Low energy consumption has always been one of the core issues in the routing design of underwater sensor networks. Due to the high cost and difficulty of deployment and replacement of current underwater nodes, many underwater applications require the routing protocol design to consider the network lifetime extension problem. Based on this, we designed a new routing protocol that takes into account both low energy consumption and balanced energy consumption, and achieves effective extension of the network lifetime, called adaptive power-controlled depth-based routing protocol for underwater wireless sensor networks (APCDBRP). The protocol consists of two phases: (1) the route establishment phase and (2) the data transmission phase. In the route establishment phase, the initial path is established by the sink node broadcasting beacon packets at the maximum transmission power. The receiving nodes update their routing tables based on the beacon information and forward the beacon packets. In the data transmission phase, APCDBRP introduces a novel forwarding factor that considers both energy efficiency and energy balance.
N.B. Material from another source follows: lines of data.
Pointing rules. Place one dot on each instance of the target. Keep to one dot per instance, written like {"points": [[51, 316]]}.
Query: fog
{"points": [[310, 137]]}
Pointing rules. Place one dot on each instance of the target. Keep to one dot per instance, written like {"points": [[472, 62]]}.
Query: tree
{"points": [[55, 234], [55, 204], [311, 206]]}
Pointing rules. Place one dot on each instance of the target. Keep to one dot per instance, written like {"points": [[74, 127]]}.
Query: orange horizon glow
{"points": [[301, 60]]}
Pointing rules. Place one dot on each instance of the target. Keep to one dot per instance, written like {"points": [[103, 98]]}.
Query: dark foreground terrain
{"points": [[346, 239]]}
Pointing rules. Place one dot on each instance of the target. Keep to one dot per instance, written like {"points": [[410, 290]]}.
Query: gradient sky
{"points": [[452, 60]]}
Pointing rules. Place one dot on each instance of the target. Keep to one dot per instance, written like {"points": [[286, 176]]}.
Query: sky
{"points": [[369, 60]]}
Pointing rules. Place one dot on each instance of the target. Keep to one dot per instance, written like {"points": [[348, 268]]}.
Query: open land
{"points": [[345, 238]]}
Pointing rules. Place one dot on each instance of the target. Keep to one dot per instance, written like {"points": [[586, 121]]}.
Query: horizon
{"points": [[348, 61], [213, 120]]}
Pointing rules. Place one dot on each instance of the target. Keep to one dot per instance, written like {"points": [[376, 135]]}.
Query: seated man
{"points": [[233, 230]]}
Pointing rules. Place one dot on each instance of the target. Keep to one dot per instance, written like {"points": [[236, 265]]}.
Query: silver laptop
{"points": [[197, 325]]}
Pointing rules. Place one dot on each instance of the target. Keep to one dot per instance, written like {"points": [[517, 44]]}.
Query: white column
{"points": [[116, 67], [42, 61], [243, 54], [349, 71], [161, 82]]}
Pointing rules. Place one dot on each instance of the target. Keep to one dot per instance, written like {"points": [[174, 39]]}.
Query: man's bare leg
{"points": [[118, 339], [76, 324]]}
It selects the optimal next hop based on high energy efficiency and relatively abundant energy, thus extending the network’s lifetime. Additionally, APCDBRP proposes a new data protection and route reconstruction mechanism to address issues such as network topology changes due to node mobility and data transmission failures. Our simulation is based on AquaSim–Next Generation, which is a specialized tool built on the NS3 platform for researching underwater networks. Simulation results demonstrate that, compared to other typical routing protocols, APCDBRP exhibits superior performance in reducing network energy consumption and extending the network’s lifetime. It also achieves a high packet delivery rate with lower energy consumption.